Inculte n’est pas une revue de poésie, mais honore son intitulé, « revue
littéraire et philosophique » en se posant en son numéro 15 la question de
la poésie contemporaine et de la lecture de la poésie contemporaine. Selon une
approche très intelligente et dont on va voir qu’elle est étonnamment féconde :
proposer à des auteurs contemporains non familiers de l’univers de la poésie de
lire un titre de poésie contemporaine[1]
Le paradoxe, très productif, est que cette lecture est à la fois naïve et informée.
Neuve plutôt que naïve, chaque écrivain abordant sans a priori sa lecture et
faisant souvent part des difficultés rencontrées, de la déstabilisation de ses
habitudes de lecture mais aussi recevant de plein fouet la force, la beauté des
textes, leur nouveauté (intrinsèque mais aussi nouveauté pour lui, lecteur non
régulier de poésie)
Informée puisque le fait d’écrivains, qui ont leur pratique et leurs idées sur
la création littéraire, qui vivent de l’intérieur le processus créatif dans
leur propre travail et l’on sait à quel point cette position-là est souvent
déterminante pour la façon dont on lit.
Impossible ici de détailler chacune des huit rencontres. Je propose de suivre
par exemple Arno Bertina lisant Basse
Continue de Jean-Christophe Bailly et
faisant part, honnêtement, de ses difficultés et bonheurs de lecture. Je cite
Bertina citant Bailly : « l’araignée quand elle n’est pas au centre
de sa toile, est reliée à elle par un fil d’alerte – D’où cette incroyable
conclusion "le fil d’alerte de l’homme, c’est le langage" ». Dans
cette contribution, Bertina ressasse : « Bailly m’apprend »,
« Bailly m’apprend » et que lui apprend Bailly ? « À ne pas
avoir peur » ou « la souplesse, l’art du décentrement, du
débordement ».
Où l’on constate que la poésie peut être lieu d’apprentissage pour les
écrivains mêmes qui ne la pratiquent pas.

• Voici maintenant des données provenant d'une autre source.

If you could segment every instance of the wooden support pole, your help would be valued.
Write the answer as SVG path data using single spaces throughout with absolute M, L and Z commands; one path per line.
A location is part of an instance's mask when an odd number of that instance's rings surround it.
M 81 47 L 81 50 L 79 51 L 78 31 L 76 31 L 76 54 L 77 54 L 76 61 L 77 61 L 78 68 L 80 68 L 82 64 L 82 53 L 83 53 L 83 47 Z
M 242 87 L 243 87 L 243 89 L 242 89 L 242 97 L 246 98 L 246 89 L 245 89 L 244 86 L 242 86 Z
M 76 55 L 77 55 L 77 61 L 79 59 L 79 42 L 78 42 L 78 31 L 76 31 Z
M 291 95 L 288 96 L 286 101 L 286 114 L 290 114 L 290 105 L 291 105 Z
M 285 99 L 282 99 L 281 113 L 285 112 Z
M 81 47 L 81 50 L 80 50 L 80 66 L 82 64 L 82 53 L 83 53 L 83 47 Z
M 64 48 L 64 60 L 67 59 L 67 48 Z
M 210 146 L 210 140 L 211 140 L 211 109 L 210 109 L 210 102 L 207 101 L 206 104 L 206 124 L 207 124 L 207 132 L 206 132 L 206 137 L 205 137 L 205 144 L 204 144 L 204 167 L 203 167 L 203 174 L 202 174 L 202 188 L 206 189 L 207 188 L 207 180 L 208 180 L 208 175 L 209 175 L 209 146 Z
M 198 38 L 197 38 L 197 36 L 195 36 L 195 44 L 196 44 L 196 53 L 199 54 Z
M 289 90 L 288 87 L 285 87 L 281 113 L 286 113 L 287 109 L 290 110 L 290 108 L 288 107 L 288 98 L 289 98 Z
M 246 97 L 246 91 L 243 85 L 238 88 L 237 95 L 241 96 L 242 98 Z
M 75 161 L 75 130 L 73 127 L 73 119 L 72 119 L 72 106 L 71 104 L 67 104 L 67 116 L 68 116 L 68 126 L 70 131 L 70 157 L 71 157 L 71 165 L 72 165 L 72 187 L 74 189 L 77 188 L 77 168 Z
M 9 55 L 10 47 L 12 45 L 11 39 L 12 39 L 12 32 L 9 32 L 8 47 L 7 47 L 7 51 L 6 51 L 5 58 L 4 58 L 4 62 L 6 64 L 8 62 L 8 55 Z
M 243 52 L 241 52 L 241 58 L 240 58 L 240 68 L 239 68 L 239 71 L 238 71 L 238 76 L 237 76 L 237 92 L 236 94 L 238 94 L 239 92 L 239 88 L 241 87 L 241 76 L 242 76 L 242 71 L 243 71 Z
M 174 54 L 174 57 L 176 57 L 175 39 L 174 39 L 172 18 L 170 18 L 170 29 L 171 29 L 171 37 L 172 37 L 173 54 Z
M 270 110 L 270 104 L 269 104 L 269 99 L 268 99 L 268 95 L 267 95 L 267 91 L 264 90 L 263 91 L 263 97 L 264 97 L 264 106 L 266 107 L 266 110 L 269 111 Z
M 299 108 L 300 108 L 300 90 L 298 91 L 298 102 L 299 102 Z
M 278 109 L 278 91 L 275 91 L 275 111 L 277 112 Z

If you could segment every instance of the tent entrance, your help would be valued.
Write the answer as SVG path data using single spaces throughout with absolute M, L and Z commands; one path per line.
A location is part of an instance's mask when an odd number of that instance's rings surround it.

Suit une contribution de Joy Sorman sur Bernard Heidsieck, véritable petit
roman de sa découverte de Le Carrefour de
la Chaussée d’Antin, avec ses aléas de lecture, ses emballements, ses
questions. On se voit (ou se revoit) aux prises avec ces livres de poésie qui
résistent (et dieu sait !).
Voici encore Oliver Rohe sur Jean Louis Giovannoni (L’Élection). Il y est question d’une lecture qui « guérit le
lecteur de cette maladie du recouvrement d’un texte par le sens. Que veut me
dire ce texte ? Que me dit l’auteur ? Quelle est la signification de
ces phrases. Voilà le genre de plis que le livre nous force à suspendre au profit d’une expérience
nouvelle, autre, de la lecture » (49)
Très intéressante contribution aussi de Maylis de Kerangal à propos d’ Outrance Utterance de Dominique Fourcade.
Je note chez tous ces auteurs qui sont (ou se disent) peu familiers de la
poésie contemporaine une belle pertinence dans l’analyse comme si d’aborder ces
livres d’un œil neuf, de considérer des écritures qui travaillent différemment
de la leur, leur permettaient de détecter
bien des choses. Avec cette sensibilité particulière de ceux qui écrivent donc
qui savent (un peu) mais qui ne sont pas accoutumés au langage poétique et en
découvrent les ressources, la force.
Inculte, revue littéraire et philosophique bimestrielle, 8,50 €, abonnement (tous les deux mois, 160 p. une affiche détachable, un an, 5 numéros, 40 €. Dans chaque numéro, un large panorama sur la littérature, la philosophie et la pensée contemporaine à travers un long entretien, des interventions et fictions d’écrivains et un dossier complet. Site
[1] Arno Bertina, Basse continue de JC Bailly ; Joy Sorman, Sur le Carrefour de la Chaussée d’Antin de B. Heidsieck ; Camille de Toledo, Définitif Bob de A. Portugal ; Oliver Rohe, Sur l’élection de JL Giovannoni ; Hélène Gaudy, Modèle habitacle de P. Parlant ; François Bégaudeau, Les Elégies d’E. Hocquard ; Maylis de Kerangal, Outrance Utterance de D. Fourcade ; Mathieu Larnaudie, Le Signe = de C. Tarkos.